China Beach: Time for creativity, reflection on shore of Baker Bay

Published 6:33 am Wednesday, September 26, 2018

ILWACO — “Not exactly what a smart person would choose to make a living at, but what can I say?” asked David Campiche, as he looked over one of his hand-thrown pots on the table before him. Art was his first love. And for awhile, it did sustain him. “Although, when I was a kid, I guess, I made a living at it.”

It was the late 1960s while Campiche was studying painting and art history in New York, when a chance meeting with famed ceramic artist Toshiko Takaezu, who taught at Princeton, changed his artistic course.

“She about turned us all on our heads in about 30 seconds,” he said. “She just had presence. That fall that’s all I did in school was throw pots.”

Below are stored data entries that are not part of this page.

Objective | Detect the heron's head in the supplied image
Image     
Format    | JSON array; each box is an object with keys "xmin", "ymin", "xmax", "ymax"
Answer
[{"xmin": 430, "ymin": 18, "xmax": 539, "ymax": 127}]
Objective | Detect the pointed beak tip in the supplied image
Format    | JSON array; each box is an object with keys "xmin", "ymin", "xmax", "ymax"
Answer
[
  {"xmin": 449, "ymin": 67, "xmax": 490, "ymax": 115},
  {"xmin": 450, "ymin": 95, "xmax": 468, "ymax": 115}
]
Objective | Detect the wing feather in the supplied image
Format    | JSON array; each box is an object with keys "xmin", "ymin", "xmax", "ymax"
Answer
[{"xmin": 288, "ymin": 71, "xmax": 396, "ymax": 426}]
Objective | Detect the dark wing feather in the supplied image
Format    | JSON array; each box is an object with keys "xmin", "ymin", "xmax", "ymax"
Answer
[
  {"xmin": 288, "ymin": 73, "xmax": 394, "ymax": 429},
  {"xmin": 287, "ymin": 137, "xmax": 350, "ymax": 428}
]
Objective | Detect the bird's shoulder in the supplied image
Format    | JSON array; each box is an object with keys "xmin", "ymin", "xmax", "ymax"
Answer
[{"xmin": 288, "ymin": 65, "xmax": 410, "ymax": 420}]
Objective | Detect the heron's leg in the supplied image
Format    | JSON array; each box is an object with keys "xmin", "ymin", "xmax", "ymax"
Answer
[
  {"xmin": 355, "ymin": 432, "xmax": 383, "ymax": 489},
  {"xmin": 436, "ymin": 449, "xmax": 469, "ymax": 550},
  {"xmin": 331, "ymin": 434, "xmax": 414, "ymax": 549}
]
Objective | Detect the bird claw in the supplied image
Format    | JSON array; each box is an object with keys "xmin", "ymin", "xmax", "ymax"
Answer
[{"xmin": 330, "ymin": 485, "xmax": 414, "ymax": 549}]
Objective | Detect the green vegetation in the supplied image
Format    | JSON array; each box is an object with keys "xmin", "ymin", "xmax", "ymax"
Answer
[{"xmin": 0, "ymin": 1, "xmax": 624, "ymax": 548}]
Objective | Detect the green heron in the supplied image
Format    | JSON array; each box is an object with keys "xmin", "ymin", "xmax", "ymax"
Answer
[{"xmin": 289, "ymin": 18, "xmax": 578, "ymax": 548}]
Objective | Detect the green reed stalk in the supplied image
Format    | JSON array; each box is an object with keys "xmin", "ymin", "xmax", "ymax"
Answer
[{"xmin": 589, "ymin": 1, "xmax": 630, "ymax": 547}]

After returning to the Peninsula a few years later, Campiche, and long time partner Laurie Anderson, purchased Seaview’s Shelburne Inn in 1977. Campiche chalks up much of their success with the historic lodge, which was built in 1896, to Anderson.

“She’s so brilliant. Her ideas and schemes,” he lightly chuckles.

A few years back, Campiche and Anderson hired managers to run the hotel and restaurant for them, but was short-lived and didn’t work out. Then last year — their 40th running the Shelburne — they were approached by Brady and Tiffany Turner — owners of multiple area hotels — who agreed to a three-year lease of the historic inn, with an option to buy.

“It’s like this, I’m 70, and 16 hour days are just really hard on the body,” he said.

Campiche and Anderson were far more than just owners, as they also operated the hotel, as well as the kitchens and the pub.

“We’d be here in the evening, serving tables. Or if the chef didn’t show up, have to go back and cook. It was always a challenge,” Campiche said fondly. “Laurie baked, and we taught a culinary class, and she was on every committee, because she’s so damn intelligent.”

But what may have been the biggest joy over the last 40 years, Campiche said, was the return guests.

“There are so many guests that we loved. There were beautiful relationships. That’s what always sustained it,” he said.

It’s been six months since Campiche and Anderson gave up the day to day operation of the Shelburne. Campiche said he’s had more time for pottery, which he likes. Most recently, he had to prepare for a career retrospective show being held at the Columbia Pacific Heritage Museum, now through Oct. 6.

“It’s a big exhibit. It’s really quite wonderful,” he said of the show which features pottery by him and paintings by Eric Wiegardt. “Very honored,” he said.

He also recently had some of his pottery displayed as part of the annual Music in the Gardens tour. Inside the China Beach Retreat — a small lodge along the tidelands of Baker Bay in Ilwaco that Campiche and Anderson have owned for about 20 years — pieces of Campiche’s pottery are interspersed among the various paintings and Native American art.

“Solicitous,” he jokes, dryly.

But just as he was getting some free time back, Campiche has been back at work.

Milt Parham, former executive director at Klean treatment center in Long Beach, recently purchased what was previously a senior assisted living center at 8th Street N and Washington Blvd. in Long Beach, and is reopening it as Discover Recovery treatment center. Parham reached out to Campiche to see if he would set up the kitchen. To which Campiche, of course, obliged.

“I said I would do that for awhile. There should be around 30 people and I’ll cook for them,” he explained.

When asked why he would want to jump back into work after just jumping out, Campiche said, “I don’t know, it was a neat challenge. Could be fun for a while.”

Staying busy is rarely a challenge for Campiche, who for years, between his time running two lodges, and working as a potter, also has worked as a freelance writer for the Daily Astorian and Coast Weekend, including writing the recurring Close to Home column. A few months ago he wrote about new scientific studies that shows how interconnected all living things are.

“They’re finding that trees carry messages and they warn other trees,” he said of the article. “I thought maybe (his readers) would finally think I flipped out.”

An average day is still a busy one, as Campiche regularly finds himself down at China Beach in the mornings, cooking breakfast for his guests, returning home to write for a few hours, cooking lunch for someone else, before returning to China Beach to check people in during the afternoon. He said stepping away from the Shelburne didn’t necessarily make him less busy, just a different kind of busy.

“And I’m trying to finish up a novel,” Campiche added casually.

But most of all, he said he has no plans to “slow down,” because, “I don’t work well slowing down.”